O novo padrão assumido pela campanha no Brasil foi reproduzido em outros países do continente, demonstrando maior eficiência da ação sanitária. Novas reorganizações, dessa vez administrativas, deram-se no encerramento dos anos 1930. O início da Segunda Guerra Mundial obrigou a Fundação Rockefeller a desviar seus recursos e seus profissionais para o teatro da beligerância. O financiamento e o gerenciamento da campanha de erradicação foram transferidos para o governo brasileiro e, ao mesmo tempo, Soper foi atuar no norte da África e, na sequência, na Itália.

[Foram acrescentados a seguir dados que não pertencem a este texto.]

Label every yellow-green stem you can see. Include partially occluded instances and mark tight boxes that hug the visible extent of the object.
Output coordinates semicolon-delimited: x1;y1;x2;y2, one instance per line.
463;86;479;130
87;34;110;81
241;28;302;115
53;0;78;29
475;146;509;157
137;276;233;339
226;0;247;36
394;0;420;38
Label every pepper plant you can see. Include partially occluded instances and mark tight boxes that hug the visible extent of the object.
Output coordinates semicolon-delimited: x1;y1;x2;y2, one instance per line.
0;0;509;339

A campanha de erradicação segmentada não mais em países, mas sim uma campanha de erradicação continental do Ae. aegypti foi ventilada pela primeira vez em 1942, durante a realização no Rio de Janeiro da XI Conferência Sanitária Pan-Americana, proposta que passou a ser concretizada em 1947. No decorrer da análise dessa nova Campanha, Magalhães confirma o papel central de Soper, que ocupou o cargo de diretor da Organização Pan-Americana da Saúde entre 1947 e 1959.

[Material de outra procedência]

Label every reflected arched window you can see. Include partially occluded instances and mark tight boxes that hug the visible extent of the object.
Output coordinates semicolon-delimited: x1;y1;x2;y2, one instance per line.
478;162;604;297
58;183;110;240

No cenário instituído no pós-guerra, o acompanhamento das atividades de Soper permite que o autor avalie a complexidade de uma campanha continental, afastando-se do comodismo de analisar as ações sanitárias em um único país. Se a doença seguia nas diversas regiões do continente o mesmo padrão epidemiológico, a ação se dava em diferentes contextos políticos e culturais, havendo a possibilidade de cada uma das nações adaptar parcialmente as atividades de erradicação do Ae. aegypti. Na década de 1950, quando o binômio saúde e desenvolvimento foi incorporado na agenda política das nações pobres do continente, Soper aflorou como um elemento fundamental nas negociações que permitiram a sincronia das ações nas repúblicas situadas abaixo do Rio Grande. Nesse sentido, o livro extrapola os limites das análises constantes em outras obras sobre o tema, clareando as circunstâncias políticas, econômicas e geoestratégicas que viabilizaram as atividades campanhistas, boa parte delas realizada fora dos interesses norte-americanos.

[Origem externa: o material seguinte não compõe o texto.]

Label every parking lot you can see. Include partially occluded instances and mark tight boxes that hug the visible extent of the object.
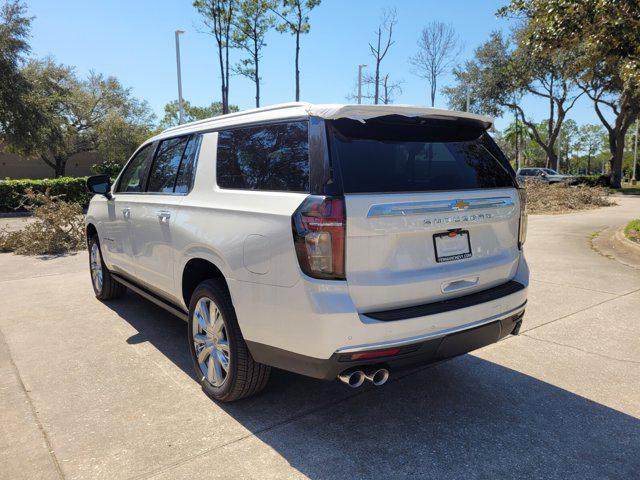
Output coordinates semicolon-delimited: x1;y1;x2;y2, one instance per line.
0;197;640;479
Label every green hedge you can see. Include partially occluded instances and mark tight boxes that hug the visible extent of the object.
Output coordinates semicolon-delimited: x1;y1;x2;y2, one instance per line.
0;177;91;212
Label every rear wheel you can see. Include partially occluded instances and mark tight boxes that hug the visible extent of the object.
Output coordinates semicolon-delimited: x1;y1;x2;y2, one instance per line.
88;235;127;300
189;280;271;402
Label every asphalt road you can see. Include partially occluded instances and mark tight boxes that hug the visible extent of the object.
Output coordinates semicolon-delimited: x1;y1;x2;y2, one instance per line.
0;198;640;480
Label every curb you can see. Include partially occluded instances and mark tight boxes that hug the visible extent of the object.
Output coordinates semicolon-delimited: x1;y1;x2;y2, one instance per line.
613;225;640;255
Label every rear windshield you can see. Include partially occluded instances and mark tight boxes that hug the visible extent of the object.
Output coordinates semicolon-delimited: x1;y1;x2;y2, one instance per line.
328;116;515;193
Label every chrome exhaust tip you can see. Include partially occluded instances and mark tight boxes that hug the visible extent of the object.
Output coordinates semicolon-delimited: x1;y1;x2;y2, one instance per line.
364;368;389;387
338;370;365;388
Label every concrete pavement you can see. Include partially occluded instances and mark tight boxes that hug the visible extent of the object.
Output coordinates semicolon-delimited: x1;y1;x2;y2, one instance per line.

Os Estados Unidos se mantiveram pouco compromissados com a campanha de combate ao mosquito, mesmo que a febre amarela se mantivesse presente nos estados do sul do país. Somente em 1964, o país se voltou para a questão, não só por causa dos reclamos do México, que afirmava ser inútil a campanha em seu território se havia a possibilidade de reinstalação do Ae. aegypti pelo país vizinho, como também devido ao novo posicionamento que se viu obrigado a adotar em relação à América Latina após a ocorrência da Revolução Cubana. Mesmo assim, a campanha estadunidense foi precária e perdurou por apenas alguns anos, sendo aventado que uma das fontes de permanência da febre amarela no continente deve-se à “exportação” do Ae. aegypti pelos Estados Unidos. Nesse contexto, a própria noção de erradicação foi colocada em causa, frustrando Soper que, em diversas oportunidades, criticou a política sanitária de seu país.
- 1Franco O. História da febre amarela no Brasil. Rio de Janeiro: Ministério da Saúde; 1969.
- 2Benchimol JL. Febre amarela: a doença e a vacina - uma história inacabada. Rio de Janeiro: Editora Fiocruz; 2001.
- 3Stepan NL. Eradication: ridding the world of disease forever? London: Reaktion Books; 2011.